This is a response to Harnessing the Power of Words to Empower Your Mind.
It's a crazy thought to ponder that we spend on average 26 years sleeping. The average lifespan for a human being is 79 years. When you put that into numbers that's one third of our life spent sleeping. Not only that, but we spend seven years trying to get to sleep. All together that's 33 years dedicated to sleep . We all get that sleep is important and can boost our mental and physical well being, but what is actually happening when we get that much needed shut eye?
Back in the early civilizations of humanity, people thought dreams signified relations between the earthly world and Gods. Romans and Greeks were persuaded that dreams had prophetic powers. But dream interpretation didn't come to true light until Sigmund Freud and Carl Jung proposed their modern theories in the 19th century. Freud argued that repressed longing was the center for why we dreamed. The idea that our dreams allowed us to solve unresolved trauma and secret desires was a theory many people believed. Carl Jung, who studied under Freud, believed the same but had different theories for their meaning. Evolutionary psychologists highlighted the importance of dreams as a way to simulate potential threats that could be practiced in a dream to then be executed in real life. This is called the "threat simulation theory". This was an evolutionary defense mechanism that helped our older ancestors play out life threatening events and know how to react to a real life threat.
Over the years, there have been multiple studies and theories created to try and make sense of the involuntary phenomena within our minds. According to ScientificAmerican.com, "new research published in the Journal of Neuroscience provides compelling insights into the mechanisms that underlie dreaming and the strong relationship our dreams have with our memories." Findings suggested that neurophysiological mechanisms that we use while dreaming (and remembering dreams) are the same as when we construct and retrieve memories when awake. Dreams can be summarized as a way for us to process our emotional story and create memory of it. Dreams last anywhere from 5 to 20 minutes and can happen up to 6 times per night. Despite the multiple occurrences of dreams, they are forgotten up to 95 percent by the time we wake up.

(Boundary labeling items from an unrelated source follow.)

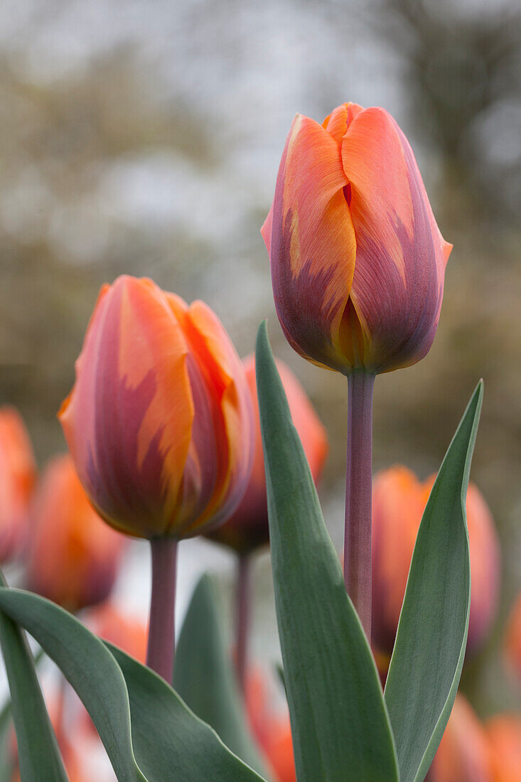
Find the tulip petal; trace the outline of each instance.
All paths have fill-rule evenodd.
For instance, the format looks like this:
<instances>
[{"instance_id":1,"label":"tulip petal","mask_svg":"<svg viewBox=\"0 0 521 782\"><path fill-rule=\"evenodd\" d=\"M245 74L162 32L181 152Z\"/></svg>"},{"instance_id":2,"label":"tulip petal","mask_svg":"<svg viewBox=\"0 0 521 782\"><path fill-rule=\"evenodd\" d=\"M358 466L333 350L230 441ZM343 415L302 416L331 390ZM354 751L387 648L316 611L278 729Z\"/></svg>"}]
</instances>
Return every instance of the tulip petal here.
<instances>
[{"instance_id":1,"label":"tulip petal","mask_svg":"<svg viewBox=\"0 0 521 782\"><path fill-rule=\"evenodd\" d=\"M333 137L340 147L349 124L357 114L363 110L363 108L358 103L342 103L332 111L329 117L325 117L322 123L322 127Z\"/></svg>"},{"instance_id":2,"label":"tulip petal","mask_svg":"<svg viewBox=\"0 0 521 782\"><path fill-rule=\"evenodd\" d=\"M434 338L450 246L437 230L409 143L386 111L357 114L342 160L351 185L351 299L365 333L364 364L375 371L408 366Z\"/></svg>"},{"instance_id":3,"label":"tulip petal","mask_svg":"<svg viewBox=\"0 0 521 782\"><path fill-rule=\"evenodd\" d=\"M123 277L102 292L77 364L82 381L59 417L96 509L114 526L124 518L129 534L152 519L148 533L163 533L176 507L194 418L187 352L151 281Z\"/></svg>"},{"instance_id":4,"label":"tulip petal","mask_svg":"<svg viewBox=\"0 0 521 782\"><path fill-rule=\"evenodd\" d=\"M184 531L188 536L211 522L217 526L233 512L246 490L253 458L251 402L239 356L217 316L202 301L187 312L187 339L216 400L214 419L217 458L215 489L201 515ZM245 421L250 425L246 425ZM195 430L194 430L195 431ZM245 459L245 454L250 458ZM207 454L202 453L202 460Z\"/></svg>"},{"instance_id":5,"label":"tulip petal","mask_svg":"<svg viewBox=\"0 0 521 782\"><path fill-rule=\"evenodd\" d=\"M341 368L333 344L354 272L356 241L339 145L297 115L281 160L272 216L264 227L277 314L295 349ZM324 344L325 335L330 335ZM303 346L300 347L300 346ZM304 349L305 346L305 349ZM324 361L324 356L330 362Z\"/></svg>"}]
</instances>

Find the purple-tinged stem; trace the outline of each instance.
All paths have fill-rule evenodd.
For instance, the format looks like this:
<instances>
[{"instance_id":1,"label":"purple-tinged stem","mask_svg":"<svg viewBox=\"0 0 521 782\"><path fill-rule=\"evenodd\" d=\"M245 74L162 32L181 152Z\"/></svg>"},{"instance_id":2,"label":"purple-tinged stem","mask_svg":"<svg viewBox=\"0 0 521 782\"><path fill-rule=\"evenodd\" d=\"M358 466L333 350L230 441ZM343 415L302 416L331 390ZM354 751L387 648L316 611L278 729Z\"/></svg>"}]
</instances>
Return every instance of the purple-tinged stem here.
<instances>
[{"instance_id":1,"label":"purple-tinged stem","mask_svg":"<svg viewBox=\"0 0 521 782\"><path fill-rule=\"evenodd\" d=\"M372 393L375 375L347 375L347 461L343 579L371 640Z\"/></svg>"},{"instance_id":2,"label":"purple-tinged stem","mask_svg":"<svg viewBox=\"0 0 521 782\"><path fill-rule=\"evenodd\" d=\"M250 630L250 581L251 555L239 554L237 564L235 604L235 663L237 678L243 694L246 692L248 657L248 631Z\"/></svg>"},{"instance_id":3,"label":"purple-tinged stem","mask_svg":"<svg viewBox=\"0 0 521 782\"><path fill-rule=\"evenodd\" d=\"M174 665L175 581L178 541L153 538L152 595L146 664L170 684Z\"/></svg>"}]
</instances>

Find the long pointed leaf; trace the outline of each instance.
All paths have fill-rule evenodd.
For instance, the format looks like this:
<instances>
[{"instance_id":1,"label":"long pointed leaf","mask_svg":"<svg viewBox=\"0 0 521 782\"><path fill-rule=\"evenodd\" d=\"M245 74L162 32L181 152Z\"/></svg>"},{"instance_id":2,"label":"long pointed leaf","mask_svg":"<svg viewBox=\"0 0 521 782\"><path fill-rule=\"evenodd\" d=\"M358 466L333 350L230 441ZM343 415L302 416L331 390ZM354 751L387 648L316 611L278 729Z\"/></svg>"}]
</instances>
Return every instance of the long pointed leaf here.
<instances>
[{"instance_id":1,"label":"long pointed leaf","mask_svg":"<svg viewBox=\"0 0 521 782\"><path fill-rule=\"evenodd\" d=\"M156 673L109 644L127 682L136 758L158 782L262 782Z\"/></svg>"},{"instance_id":2,"label":"long pointed leaf","mask_svg":"<svg viewBox=\"0 0 521 782\"><path fill-rule=\"evenodd\" d=\"M215 588L203 576L194 590L175 651L174 689L211 725L226 746L266 776L247 719L223 634Z\"/></svg>"},{"instance_id":3,"label":"long pointed leaf","mask_svg":"<svg viewBox=\"0 0 521 782\"><path fill-rule=\"evenodd\" d=\"M347 597L266 325L256 350L277 621L299 782L396 782L376 668Z\"/></svg>"},{"instance_id":4,"label":"long pointed leaf","mask_svg":"<svg viewBox=\"0 0 521 782\"><path fill-rule=\"evenodd\" d=\"M5 583L1 572L0 583ZM0 613L0 645L11 692L21 779L68 782L27 640L3 613ZM8 707L5 719L9 717Z\"/></svg>"},{"instance_id":5,"label":"long pointed leaf","mask_svg":"<svg viewBox=\"0 0 521 782\"><path fill-rule=\"evenodd\" d=\"M120 782L146 782L132 752L123 674L103 644L75 617L30 592L0 589L0 608L31 633L76 690Z\"/></svg>"},{"instance_id":6,"label":"long pointed leaf","mask_svg":"<svg viewBox=\"0 0 521 782\"><path fill-rule=\"evenodd\" d=\"M470 612L465 497L483 400L474 392L423 513L386 685L402 782L425 778L445 730Z\"/></svg>"},{"instance_id":7,"label":"long pointed leaf","mask_svg":"<svg viewBox=\"0 0 521 782\"><path fill-rule=\"evenodd\" d=\"M115 648L113 654L63 608L31 592L0 589L0 609L25 627L76 690L119 782L261 779L159 676ZM214 775L214 768L220 776ZM42 777L37 779L40 782Z\"/></svg>"}]
</instances>

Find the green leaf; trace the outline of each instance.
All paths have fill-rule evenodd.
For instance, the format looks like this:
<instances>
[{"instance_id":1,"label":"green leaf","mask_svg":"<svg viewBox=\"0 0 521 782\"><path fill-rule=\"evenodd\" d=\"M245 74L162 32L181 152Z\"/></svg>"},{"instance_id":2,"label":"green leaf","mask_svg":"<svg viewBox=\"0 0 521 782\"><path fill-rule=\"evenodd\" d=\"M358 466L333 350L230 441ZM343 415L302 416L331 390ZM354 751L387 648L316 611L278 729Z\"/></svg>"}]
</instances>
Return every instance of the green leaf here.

Dream types can vary greatly. Falling, being chased, or in danger signify interpersonal conflicts. Dreams involving being nude, failing a test, late arrivals, losing teeth, and not being dressed properly are associated with a social concern and being accepted.
Whether you remember your dreams or not, it's a unique side effect of our brain processes at play. They create a great story, spark a core memory, or cause you to think of someone you haven't thought of in a long time. They can be scary and intense, light and funny, or emotionally charged. They have the power to take on a mind of their own. They are dreams.